Despite what we have seen from our political leaders for the past 100 years, I strongly believe that Irish people want an equal and a fair society, where we look after those who have been born with less advantages than us. This is borne out by the way we have supported the missions in the past, and the fact that we are in the top 5 of the worlds most charitable nations. It also comes to the surface in elections when party politics is set aside, like the 1990 election of Mary Robinson as president, and of course 2011 when we elected Michael D. Higgins. The Irish saying “Ní neart go cur le chéile” (together we are stronger) and “Ar thrá a chéile a mhaireann na ndaoine” (it’s by working together that the people survive) also point to this.
I have recently just finished reading Richard Wilkinson & Kate Pickett’s book The Inner Level, which is about how more equal societies reduce stress, restore sanity and improve everyone’s well being. Their research and previous book, The Spirit Level, looks at how more equal societies almost always do better. (I strongly recommend both books, and the website www.equalitytrust.org.uk )
Wilkinson & Pickett looked at societies which were more and less equal throughout the world, and compared a whole raft of statistics from the rates of drug addiction, teenage pregnancy, mental health problems and education, and found that even when the people we more materially well off in terms of income, they were worse off in the more unequal countries. Even people on better incomes in the more unequal countries did worse than people in the equivalent place on the scale in the more equal ones.
I’ve always thought, like most Irish people, that we need to fight for a more equal society. I found that the Green founding principles that call for decision making at the lowest effective level, and the poverty of two-thirds of the world’s family demands a redistribution of the world’s resources (see the Party Website here) convinced me that I was supporting the right cause.
The recession, and the austerity of the past decade has made Irish society more unequal. With this, the amount of stress people seem to be under day to day, is boiling over into road rage, worsening mental health, and overstretched health services. We need to put a stop to policies and budget decisions that help big business at the cost of the people at the bottom of our society. We need not to introduce any more tax breaks until we have homes for everyone, are feeding and schooling all our children, and have decent healthcare without the ridiculously long waiting lists.

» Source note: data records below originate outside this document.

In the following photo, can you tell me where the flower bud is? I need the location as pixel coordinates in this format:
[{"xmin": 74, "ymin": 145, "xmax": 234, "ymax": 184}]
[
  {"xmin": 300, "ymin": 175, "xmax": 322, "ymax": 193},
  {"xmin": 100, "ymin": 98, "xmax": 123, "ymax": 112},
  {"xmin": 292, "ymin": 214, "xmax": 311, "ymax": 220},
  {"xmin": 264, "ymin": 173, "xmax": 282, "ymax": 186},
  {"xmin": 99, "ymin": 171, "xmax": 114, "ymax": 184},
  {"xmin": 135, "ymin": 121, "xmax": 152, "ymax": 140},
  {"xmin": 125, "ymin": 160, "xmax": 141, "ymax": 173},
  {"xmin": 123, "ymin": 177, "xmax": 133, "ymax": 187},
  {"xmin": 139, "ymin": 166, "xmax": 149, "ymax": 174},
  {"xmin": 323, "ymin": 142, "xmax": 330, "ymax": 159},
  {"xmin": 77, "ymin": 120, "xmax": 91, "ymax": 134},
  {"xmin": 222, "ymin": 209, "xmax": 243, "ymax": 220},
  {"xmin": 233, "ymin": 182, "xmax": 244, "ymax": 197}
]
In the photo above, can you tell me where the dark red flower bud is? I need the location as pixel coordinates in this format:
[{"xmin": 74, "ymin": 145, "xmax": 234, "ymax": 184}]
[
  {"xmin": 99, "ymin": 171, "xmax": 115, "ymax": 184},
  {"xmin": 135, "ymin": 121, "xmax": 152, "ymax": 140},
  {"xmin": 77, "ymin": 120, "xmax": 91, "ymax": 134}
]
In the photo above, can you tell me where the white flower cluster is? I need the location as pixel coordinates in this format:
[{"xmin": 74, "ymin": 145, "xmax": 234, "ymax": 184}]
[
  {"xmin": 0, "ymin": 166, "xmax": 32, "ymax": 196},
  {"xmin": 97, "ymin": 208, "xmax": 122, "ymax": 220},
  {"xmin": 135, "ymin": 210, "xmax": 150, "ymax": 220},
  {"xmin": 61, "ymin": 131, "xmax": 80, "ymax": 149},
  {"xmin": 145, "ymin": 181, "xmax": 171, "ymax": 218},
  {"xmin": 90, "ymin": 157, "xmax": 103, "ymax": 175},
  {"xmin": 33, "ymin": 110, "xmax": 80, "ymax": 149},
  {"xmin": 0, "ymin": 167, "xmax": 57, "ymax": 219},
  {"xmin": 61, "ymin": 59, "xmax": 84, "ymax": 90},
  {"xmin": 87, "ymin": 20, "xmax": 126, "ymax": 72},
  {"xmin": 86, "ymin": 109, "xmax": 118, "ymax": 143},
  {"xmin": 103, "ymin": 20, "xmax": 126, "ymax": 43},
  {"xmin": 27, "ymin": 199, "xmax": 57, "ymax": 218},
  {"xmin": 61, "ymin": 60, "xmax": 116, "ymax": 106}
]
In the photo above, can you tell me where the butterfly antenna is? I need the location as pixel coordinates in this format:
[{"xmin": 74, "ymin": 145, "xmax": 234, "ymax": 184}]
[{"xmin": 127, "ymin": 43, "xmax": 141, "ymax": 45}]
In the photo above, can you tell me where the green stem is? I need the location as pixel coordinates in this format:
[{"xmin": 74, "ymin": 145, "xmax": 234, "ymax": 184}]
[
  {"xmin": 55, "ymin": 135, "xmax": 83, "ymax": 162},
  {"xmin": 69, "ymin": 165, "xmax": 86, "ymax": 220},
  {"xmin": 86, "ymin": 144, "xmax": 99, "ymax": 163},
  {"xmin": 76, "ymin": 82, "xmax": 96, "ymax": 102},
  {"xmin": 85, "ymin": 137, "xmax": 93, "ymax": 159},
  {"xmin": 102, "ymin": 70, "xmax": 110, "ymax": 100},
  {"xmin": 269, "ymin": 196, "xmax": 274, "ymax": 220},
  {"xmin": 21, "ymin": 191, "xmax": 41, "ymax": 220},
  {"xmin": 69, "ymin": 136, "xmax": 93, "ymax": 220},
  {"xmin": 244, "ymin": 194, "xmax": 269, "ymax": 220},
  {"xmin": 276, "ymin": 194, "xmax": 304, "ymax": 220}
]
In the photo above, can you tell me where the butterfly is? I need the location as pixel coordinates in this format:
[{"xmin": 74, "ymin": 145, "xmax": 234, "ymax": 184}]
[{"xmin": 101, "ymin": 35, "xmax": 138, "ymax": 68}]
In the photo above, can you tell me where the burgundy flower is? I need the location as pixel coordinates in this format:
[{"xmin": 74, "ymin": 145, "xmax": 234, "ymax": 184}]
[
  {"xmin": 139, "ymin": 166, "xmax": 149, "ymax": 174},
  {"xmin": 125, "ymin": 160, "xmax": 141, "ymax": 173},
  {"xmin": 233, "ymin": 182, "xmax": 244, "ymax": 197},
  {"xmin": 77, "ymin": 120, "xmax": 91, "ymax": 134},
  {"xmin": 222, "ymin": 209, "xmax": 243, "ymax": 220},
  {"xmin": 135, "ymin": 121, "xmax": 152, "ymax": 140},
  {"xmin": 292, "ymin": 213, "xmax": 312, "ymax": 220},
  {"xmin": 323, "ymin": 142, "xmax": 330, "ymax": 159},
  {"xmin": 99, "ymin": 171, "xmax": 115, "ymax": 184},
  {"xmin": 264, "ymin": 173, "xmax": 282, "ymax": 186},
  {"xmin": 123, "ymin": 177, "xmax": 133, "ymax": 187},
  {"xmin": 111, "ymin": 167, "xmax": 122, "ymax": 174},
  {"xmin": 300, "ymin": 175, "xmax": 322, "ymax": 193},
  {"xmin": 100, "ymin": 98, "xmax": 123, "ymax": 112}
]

We know from watching climate related disasters on the news that those who have least in this world are those who can cope least when storms and floods happen. This makes equality a green issue, as we have to rise together to find solutions. We can’t expect those who only have a coal boiler, a 20 year old diesel car, and no bus service to where they need to be to take the first steps. We have to make it easy for everyone. We have to give everyone a chance, the Irish way!